Just as the old priest had awakened me the first morning to ask for
his present, so the king came tapping me gently the second. In his
hand he had a large sweet potato, and in my half-dreamy state I heard
him saying, "Give me your coat. Eat a potato?" The change I thought
was greatly to his advantage, but I was anxious to please him. I
possessed two coats, while he was, as he said, a poor old man, and
had no coat. The barter was concluded; I ate the potato, and he, with
strange grimaces, donned a coat for the first time in his life. Think
of this for an alleged descendant of the great Atahuallpa, whose
robes and jewels were priceless!
I offered to give the queen a feminine garment of white cotton if she
would wear it, but this I could not prevail upon her to do; it was
"ugly." As a loin-cloth, she would use it, but put it on - no! In the
latter savage style the shaped garment was thereafter worn. Women
have fashions all over the globe.
The few inches of clothing worn by the Caingwa women are never
washed, and the only attempt at cleansing the body I saw when among
them was that of a woman who filled her mouth with water and squirted
it back on her hands, which she then wiped on her loin-cloth!
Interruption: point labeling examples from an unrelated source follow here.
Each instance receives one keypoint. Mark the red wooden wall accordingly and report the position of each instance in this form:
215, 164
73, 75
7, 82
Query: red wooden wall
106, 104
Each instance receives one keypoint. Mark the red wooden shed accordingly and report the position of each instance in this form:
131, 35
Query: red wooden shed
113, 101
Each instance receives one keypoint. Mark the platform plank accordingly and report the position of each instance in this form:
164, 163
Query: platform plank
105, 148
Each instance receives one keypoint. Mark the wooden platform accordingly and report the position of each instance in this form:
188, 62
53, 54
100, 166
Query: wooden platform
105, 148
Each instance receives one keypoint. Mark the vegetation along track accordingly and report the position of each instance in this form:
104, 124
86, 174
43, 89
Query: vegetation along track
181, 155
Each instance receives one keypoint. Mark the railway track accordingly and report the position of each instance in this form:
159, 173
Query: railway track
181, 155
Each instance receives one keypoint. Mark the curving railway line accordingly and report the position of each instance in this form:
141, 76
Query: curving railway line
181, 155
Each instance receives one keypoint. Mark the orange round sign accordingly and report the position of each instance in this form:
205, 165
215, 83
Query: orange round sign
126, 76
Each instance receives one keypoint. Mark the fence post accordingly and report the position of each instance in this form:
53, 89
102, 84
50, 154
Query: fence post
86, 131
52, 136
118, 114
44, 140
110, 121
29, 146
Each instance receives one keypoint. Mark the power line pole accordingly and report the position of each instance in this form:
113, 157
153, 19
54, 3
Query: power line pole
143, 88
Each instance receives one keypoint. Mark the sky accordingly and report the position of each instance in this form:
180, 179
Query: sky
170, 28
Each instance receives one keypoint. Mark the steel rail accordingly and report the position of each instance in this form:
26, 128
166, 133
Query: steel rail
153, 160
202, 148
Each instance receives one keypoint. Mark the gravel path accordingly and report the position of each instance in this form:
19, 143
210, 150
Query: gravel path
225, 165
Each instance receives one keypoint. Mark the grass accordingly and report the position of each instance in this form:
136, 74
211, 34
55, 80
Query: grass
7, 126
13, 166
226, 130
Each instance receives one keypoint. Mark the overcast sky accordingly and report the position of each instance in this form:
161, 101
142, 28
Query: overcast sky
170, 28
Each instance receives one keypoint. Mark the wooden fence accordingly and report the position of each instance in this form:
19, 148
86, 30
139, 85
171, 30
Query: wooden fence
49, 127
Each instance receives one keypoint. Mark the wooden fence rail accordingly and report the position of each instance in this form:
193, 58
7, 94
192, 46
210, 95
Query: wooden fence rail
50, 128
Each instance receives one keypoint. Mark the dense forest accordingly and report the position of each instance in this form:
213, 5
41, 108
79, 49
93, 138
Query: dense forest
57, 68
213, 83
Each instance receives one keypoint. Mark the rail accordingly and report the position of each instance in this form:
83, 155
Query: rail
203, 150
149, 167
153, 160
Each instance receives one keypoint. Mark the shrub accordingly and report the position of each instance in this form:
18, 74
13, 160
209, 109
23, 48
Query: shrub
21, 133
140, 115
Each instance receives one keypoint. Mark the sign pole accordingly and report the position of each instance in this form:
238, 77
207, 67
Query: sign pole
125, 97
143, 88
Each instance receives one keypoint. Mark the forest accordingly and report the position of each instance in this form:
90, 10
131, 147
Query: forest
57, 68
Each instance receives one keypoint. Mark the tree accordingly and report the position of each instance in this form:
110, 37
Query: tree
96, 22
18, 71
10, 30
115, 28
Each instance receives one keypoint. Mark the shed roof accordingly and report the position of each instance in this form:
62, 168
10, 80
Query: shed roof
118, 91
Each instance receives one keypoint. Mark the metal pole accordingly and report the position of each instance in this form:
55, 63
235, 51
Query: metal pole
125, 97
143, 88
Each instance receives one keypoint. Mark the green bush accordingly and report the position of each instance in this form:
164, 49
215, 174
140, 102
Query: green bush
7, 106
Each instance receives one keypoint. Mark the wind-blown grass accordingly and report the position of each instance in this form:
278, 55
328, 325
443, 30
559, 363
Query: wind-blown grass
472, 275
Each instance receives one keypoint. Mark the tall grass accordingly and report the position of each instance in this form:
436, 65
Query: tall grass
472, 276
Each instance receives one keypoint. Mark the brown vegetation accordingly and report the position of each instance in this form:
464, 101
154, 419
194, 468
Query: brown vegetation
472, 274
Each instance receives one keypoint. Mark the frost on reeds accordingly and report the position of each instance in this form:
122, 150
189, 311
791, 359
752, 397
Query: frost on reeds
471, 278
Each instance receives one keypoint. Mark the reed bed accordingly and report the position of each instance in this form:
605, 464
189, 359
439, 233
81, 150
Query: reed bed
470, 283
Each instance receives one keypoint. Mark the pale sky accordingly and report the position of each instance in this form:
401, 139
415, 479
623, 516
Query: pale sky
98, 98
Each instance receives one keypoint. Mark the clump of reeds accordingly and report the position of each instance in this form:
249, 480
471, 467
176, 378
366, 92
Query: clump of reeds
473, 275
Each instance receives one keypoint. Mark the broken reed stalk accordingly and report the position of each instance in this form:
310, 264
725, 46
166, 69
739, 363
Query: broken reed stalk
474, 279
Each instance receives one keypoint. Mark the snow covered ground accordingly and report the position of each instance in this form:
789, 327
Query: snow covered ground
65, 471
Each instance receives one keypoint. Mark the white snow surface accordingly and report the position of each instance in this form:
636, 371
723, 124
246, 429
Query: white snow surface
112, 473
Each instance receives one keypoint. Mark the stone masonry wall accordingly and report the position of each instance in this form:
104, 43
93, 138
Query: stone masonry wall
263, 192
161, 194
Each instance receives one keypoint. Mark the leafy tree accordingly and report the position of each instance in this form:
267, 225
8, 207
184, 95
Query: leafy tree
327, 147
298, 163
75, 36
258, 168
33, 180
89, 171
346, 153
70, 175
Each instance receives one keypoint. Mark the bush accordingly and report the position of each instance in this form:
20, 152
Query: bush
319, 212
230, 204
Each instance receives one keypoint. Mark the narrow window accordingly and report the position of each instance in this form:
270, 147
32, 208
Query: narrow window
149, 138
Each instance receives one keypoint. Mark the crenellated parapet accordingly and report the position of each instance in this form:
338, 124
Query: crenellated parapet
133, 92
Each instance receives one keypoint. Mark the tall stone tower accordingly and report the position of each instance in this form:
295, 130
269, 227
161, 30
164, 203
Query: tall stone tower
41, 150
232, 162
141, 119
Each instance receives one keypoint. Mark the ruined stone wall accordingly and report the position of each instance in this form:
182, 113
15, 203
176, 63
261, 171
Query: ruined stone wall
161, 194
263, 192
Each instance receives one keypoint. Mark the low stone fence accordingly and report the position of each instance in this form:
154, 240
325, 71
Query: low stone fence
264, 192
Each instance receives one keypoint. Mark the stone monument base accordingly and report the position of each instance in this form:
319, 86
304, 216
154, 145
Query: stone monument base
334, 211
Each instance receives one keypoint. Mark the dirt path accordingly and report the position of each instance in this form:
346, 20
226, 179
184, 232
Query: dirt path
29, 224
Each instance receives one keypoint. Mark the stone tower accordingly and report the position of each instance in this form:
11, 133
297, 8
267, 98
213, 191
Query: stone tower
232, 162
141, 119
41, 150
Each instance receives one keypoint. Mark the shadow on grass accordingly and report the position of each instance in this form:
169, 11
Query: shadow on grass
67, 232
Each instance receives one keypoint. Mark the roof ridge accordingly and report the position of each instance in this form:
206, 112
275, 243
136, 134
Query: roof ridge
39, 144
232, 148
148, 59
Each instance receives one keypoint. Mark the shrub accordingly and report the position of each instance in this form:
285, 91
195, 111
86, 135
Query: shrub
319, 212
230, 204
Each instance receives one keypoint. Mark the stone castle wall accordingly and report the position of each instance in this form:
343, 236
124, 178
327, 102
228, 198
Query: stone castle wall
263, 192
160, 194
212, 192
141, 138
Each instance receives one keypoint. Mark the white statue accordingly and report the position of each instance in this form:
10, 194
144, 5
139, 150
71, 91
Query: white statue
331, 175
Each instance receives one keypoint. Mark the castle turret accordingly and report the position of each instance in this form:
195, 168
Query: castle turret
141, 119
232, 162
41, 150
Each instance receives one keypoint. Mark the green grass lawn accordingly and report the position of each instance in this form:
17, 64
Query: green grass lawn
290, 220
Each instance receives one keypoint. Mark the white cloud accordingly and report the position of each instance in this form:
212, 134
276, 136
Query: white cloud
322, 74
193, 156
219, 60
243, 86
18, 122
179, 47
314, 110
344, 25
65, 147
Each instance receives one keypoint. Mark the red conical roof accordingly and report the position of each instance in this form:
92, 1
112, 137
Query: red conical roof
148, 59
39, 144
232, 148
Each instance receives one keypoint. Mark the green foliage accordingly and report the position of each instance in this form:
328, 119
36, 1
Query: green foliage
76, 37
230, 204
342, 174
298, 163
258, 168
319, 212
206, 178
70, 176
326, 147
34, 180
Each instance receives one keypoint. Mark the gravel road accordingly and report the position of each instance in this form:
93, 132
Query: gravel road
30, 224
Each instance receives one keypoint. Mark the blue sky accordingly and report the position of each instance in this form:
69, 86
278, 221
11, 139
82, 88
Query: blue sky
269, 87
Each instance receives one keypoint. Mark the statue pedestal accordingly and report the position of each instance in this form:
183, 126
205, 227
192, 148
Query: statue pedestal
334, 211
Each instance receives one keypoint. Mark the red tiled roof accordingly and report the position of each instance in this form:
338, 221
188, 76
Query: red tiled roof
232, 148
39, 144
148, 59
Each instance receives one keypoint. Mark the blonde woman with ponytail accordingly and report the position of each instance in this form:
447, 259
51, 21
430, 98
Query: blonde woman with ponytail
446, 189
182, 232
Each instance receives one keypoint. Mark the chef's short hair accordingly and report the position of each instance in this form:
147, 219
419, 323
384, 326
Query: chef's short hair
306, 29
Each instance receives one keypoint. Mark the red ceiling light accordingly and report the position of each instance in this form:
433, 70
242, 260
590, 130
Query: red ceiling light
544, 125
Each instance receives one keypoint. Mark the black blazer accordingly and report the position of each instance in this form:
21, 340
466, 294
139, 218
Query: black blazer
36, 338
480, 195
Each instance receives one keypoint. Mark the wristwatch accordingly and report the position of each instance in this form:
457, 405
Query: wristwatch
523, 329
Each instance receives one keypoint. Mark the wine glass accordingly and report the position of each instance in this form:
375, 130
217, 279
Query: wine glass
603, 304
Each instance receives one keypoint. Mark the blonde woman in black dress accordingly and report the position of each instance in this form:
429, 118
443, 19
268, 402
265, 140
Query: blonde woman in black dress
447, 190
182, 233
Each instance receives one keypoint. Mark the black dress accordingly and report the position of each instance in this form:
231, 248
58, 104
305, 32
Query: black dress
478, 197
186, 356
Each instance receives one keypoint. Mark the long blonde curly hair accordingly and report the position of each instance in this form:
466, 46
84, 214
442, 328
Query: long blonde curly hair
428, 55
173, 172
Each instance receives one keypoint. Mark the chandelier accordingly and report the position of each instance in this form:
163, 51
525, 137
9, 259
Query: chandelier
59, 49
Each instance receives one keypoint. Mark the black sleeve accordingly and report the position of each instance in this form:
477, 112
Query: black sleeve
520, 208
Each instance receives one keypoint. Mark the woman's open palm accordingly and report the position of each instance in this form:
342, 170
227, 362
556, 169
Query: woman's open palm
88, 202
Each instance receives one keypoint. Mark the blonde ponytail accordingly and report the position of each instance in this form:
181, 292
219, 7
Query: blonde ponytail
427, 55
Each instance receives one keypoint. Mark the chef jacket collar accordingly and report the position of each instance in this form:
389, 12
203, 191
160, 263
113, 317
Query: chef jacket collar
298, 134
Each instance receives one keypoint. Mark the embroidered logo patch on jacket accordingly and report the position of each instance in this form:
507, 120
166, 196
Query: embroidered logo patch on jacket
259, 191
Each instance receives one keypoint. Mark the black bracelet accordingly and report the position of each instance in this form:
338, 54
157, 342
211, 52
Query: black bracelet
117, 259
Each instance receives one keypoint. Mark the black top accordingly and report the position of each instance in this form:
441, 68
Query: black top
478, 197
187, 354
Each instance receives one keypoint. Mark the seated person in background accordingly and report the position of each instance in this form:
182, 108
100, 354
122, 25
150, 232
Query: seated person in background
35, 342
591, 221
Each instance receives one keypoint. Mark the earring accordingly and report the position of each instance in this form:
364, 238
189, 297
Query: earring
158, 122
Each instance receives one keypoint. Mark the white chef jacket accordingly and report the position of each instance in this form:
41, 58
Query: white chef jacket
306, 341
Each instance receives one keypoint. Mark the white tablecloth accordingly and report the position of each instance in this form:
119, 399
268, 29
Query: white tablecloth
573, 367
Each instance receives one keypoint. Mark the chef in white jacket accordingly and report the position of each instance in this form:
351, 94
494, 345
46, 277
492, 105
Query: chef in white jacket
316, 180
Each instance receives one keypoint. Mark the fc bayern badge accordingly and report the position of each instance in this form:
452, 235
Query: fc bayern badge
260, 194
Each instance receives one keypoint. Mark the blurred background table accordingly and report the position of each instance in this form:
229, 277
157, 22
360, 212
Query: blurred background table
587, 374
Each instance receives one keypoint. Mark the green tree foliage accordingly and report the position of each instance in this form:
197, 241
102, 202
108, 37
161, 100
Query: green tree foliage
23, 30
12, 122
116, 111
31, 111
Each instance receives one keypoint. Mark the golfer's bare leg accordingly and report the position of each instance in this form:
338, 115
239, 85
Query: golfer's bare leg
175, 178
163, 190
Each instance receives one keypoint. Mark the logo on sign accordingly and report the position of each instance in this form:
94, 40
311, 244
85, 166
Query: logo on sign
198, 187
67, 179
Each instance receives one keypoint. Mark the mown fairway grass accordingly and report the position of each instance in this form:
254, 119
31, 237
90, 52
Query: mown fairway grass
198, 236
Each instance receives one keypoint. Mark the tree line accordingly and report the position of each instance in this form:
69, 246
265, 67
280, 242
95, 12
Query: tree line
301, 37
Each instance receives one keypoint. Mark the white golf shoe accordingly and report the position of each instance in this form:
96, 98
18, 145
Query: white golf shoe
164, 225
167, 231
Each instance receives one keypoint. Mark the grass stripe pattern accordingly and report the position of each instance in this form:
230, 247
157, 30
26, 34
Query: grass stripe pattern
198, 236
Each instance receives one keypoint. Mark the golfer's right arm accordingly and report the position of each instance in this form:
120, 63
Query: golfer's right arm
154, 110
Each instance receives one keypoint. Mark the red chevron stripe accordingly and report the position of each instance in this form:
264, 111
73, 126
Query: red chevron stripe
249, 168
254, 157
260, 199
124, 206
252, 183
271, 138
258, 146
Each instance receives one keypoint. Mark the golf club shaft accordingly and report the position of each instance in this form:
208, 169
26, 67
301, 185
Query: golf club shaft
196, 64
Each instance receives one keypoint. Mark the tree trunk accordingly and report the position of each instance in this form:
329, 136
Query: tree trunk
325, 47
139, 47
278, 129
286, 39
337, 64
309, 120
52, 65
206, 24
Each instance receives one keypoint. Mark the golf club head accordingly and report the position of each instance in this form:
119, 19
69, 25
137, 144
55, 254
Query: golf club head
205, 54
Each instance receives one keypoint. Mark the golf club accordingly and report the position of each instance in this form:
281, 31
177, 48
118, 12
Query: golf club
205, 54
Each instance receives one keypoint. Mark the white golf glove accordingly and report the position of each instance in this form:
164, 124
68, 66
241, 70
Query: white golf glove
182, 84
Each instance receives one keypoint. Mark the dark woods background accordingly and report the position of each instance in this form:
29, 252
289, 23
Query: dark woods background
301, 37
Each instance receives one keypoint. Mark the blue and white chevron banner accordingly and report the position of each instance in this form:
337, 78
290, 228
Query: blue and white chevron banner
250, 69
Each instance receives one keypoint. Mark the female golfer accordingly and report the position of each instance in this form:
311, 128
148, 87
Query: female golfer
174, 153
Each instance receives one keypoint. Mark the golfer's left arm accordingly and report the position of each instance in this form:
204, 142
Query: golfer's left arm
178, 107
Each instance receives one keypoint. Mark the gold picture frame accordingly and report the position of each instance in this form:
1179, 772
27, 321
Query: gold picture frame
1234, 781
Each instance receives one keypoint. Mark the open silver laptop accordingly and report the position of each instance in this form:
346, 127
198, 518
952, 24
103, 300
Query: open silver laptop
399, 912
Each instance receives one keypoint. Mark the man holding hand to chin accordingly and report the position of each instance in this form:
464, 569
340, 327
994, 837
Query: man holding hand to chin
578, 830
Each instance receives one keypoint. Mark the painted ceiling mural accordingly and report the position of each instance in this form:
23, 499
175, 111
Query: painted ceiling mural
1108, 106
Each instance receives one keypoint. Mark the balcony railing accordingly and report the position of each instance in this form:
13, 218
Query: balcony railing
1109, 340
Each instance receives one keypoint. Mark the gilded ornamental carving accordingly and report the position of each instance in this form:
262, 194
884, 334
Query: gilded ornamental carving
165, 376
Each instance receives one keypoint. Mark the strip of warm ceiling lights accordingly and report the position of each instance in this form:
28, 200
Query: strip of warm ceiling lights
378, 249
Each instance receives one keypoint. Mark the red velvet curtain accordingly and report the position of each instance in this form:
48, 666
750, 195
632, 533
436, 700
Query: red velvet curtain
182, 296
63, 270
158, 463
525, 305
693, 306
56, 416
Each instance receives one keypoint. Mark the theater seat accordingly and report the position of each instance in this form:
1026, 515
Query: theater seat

Prescott, writing of the Incas, says: "They loved to indulge in the
luxury of their baths, replenished by streams of crystal water which
were conducted through subterraneous silver channels into basins of
gold."
The shapely little mouth of the queen was spoilt by the habit she had
of smoking a heavy pipe made of red clay. I was struck with the
weight and shape of this, for it exactly resembled those made by the
old cliff-dwellers, unknown centuries ago.